Il Parco, situato alle spalle della chiesa di Santa Maria di Piedigrotta, a pochi passi dalla stazione ferroviaria di Mergellina, conserva la memoria di due figure importanti della letteratura italiana: Virgilio e Giacomo Leopardi. Il primo, poeta latino e autore dell’Eneide, è ricordato da un antico sepolcro in opus reticulatum. Del secondo, invece, sono custodite le spoglie traslate qui nel 1939 dall’antica chiesa di San Vitale a Fuorigrotta e disposte in un mausoleo a lui dedicato.

Per visitare il Parco è possibile seguire due percorsi tematici.
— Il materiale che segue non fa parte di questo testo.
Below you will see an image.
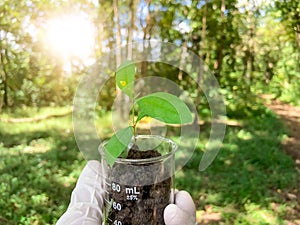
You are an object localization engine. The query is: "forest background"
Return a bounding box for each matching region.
[0,0,300,225]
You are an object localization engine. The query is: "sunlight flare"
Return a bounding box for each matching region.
[46,14,95,60]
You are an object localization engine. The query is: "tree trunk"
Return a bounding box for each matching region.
[127,0,138,59]
[0,33,8,107]
[141,0,154,74]
[194,0,207,124]
[215,0,226,75]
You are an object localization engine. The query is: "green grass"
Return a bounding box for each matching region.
[0,106,297,225]
[176,108,297,225]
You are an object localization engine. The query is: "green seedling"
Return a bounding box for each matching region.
[105,62,193,166]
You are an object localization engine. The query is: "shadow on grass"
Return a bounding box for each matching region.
[0,110,297,225]
[176,110,297,224]
[0,125,89,225]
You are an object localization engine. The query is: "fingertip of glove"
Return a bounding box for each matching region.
[164,204,178,225]
[175,190,196,215]
[87,160,101,171]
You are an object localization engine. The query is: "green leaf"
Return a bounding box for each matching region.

Il percorso botanico lega il paesaggio alla poesia, attraverso piante simbolo correlate all’immaginario virgiliano e leopardiano. Tra queste troviamo l’alloro, citato nella Canzone ad Angelo Mai, il cipresso, presente nelle Ricordanze, e la ginestra, protagonista dell’omonima opera leopardiana. Il secondo percorso, di carattere storico-archeologico, conduce alla scoperta dei principali monumenti del sito. Oltre alla tomba virgiliana e al mausoleo leopardiano, qui si trova la Crypta Neapolitana, un’antica galleria scavata nella roccia in epoca augustea, un tratto di acquedotto romano e un’edicola seicentesca voluta da Don Pedro d’Aragona. I lavori di restauro hanno consentito la riqualificazione e la messa in sicurezza dei camminamenti, la cura delle aree verdi secondo i canoni del giardino ottocentesco, l’installazione di nuovi sistemi di illuminazione. I percorsi facilitati e i pannelli tattili per ipovedenti hanno reso la visita più accessibile, i contenuti multimediali multilingue e i tour virtuali in 3D, l’esperienza più coinvolgente e inclusiva per tutti.

Il progetto è stato coordinato da Carla Bagnulo, responsabile del Parco, con il contributo dell’architetta Silvia Lacatena per la progettazione del verde e di un team specializzato per il restauro lapideo. L’inaugurazione si è tenuta alla presenza del Ministro della Cultura Alessandro Giuli, affiancato dal Direttore generale Musei Massimo Osanna, dall’Assessore comunale Edoardo Cosenza e dalla Dirigente delegata Luana Toniolo. Le letture di Valeria Parrella e Gabriele Lavia hanno reso ancor più poetica la giornata. L’ingresso al Parco è gratuito e aperto al pubblico tutti i giorni della settimana, tranne il martedì, dalle ore 8:45 alle ore 14:45 (ultimo ingresso al pubblico ore 14:15).